Ruchi’s story

Imagine this: A shy girl who spends her whole childhood moving from one school and neighborhood to another because of her father’s job. By the time she is be in-grouped anywhere, it is time to leave. It is a long chain of Hello goodbye hello goodbye. She desires, more than anything, to be a part of a group of friends, where she wouldn’t be an outsider.

Back to the present, now imagine this: Girl is living in a house that she likes. It has white walls, marble tiles and a view. She lives on a student budget and minimal furniture. On this furniture and floor are, sprawled around here and there, her friends. They are her people, her family. She is living her dream.

I am the girl. These are my friends!

Aishi and I were meant to be. We had been a part of each other’s peripheral life, in one way or another, all our lives. Now we lived together and went about our daily chores, exchanging insights that could only be realized by us.

Raghav, you could trust to lighten a bad mood with a joke here, a comment there. He took care of the practicalities and the movie picking. He had an excited-dance that I cannot forget or describe. He would sit beside me as I suffer through an anxiety attack. He would arrange my legs in different positions to check if it helped, among other things he tried to reduce my anxiety. I remember him always serenading us.

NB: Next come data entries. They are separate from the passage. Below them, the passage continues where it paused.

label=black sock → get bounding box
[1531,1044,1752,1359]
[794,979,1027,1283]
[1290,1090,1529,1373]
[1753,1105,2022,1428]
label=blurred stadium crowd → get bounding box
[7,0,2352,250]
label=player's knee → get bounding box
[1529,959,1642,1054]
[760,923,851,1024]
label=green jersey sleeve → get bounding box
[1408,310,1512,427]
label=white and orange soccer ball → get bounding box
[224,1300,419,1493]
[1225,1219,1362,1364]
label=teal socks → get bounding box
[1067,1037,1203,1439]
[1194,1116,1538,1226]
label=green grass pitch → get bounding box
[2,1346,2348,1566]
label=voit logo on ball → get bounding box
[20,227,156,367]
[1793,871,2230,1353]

Keerthi is made of love! Every cell in her body is made of pure love. With her, you belong! She is so beautiful, will make you feel beautiful too. With her, you are special, smart, funny, empathetic, equal parts sad and jovial. Our frequencies matched and there is nothing better than that. She is also the best cook. She made dinner for us in my congested kitchen, with only the ingredients available in the fridge. The most often made dish was the self-explanatory: Kuch-bhi Kuch-bhi rice. It was an amalgamation of our shared love for rice and the ingredients of a student’s fridge. Did I mention that she is the best cook? The rice was so buttery, so fine! It was the same, but a little different every time. It is one of the many souvenirs from the best phase of my life.

(Compulsory ingredients for Kuch-bhi Kuch-bhi rice: mushroom, palak, garlic and butter)

My experience cooking, eating and feeding Kuch-bhi Kuch-bhi rice:

  1. Making KBKB rice pushed me into, what feels like, the next phase of Via Dil. I cooked without following a recipe, open to ideas, failures and instincts. I was available to the experience; I noticed how beautiful the ingredients looked, just how colorful! I took a moment to stare, to click a photo.
  2. I had been approaching food, and its photography, as an outsider. I felt like an intruder to this world. So I followed recipes; restricting my instincts to decisions about quantities of salt and sugar, sometimes not even that. Looking back, the photos seem stoic, don’t they? No matter how much soul I put into the stories, something felt missing. It was the joy!
  3. The rice turned out mediocre at best. I have a theory: you don’t get into accidents when you are learning to drive or when you drive anxiously as a beginner; but right after, when you think you can drive, till you become a good driver.

Making friends has been an uphill task. I made functional friendships in most places but only came to understand them a few years back. I started treating them with care and tended to them like houseplants. I only recently started reaping the fruits of having solid friendships in my life. It came to help my relationships, my mental health, even my career. Who woulda thunk?

Recipe

Ingredients:
Whichever vegetables are available in your fridge
What I used:

  • Garlic and herb butter
  • Chilies- 3
  • Garlic- 6-7 cloves
  • Ginger – an inch
  • Capsicum – 2
  • Cherry tomatoes – a handful
  • Spinach – a fistful
  • Coriander – to taste
  • Rice – 1 cup
  • Salt – to taste
  • Black pepper – to taste
  • Olive oil – 3-4 tbsp

Process

  1. Start cooking the rice
  2. In a pan, stir fry mushroom in butter
  3. When the mushroom secrets water, pour it into the cooking rice, to give the rice a mushroomy taste.
  4. When the mushrooms become dry, add cherry tomatoes (chopped in half) and cook till they get darker. Then add capsicum till brown patches show.
  5. In a separate pan, stir fry chilies, garlic and whole cherry tomatoes (I love a cherry tomato exploding in my mouth while eating) till brown
  6. In a pan take some butter (maybe even jeera till it crackles), add rice, mushrooms, tomato, capsicum. Stir and cover. Cook for 5 minutes.
  7. sprinkle the burnt garlic, chili, whole cherry tomatoes and coriander over it.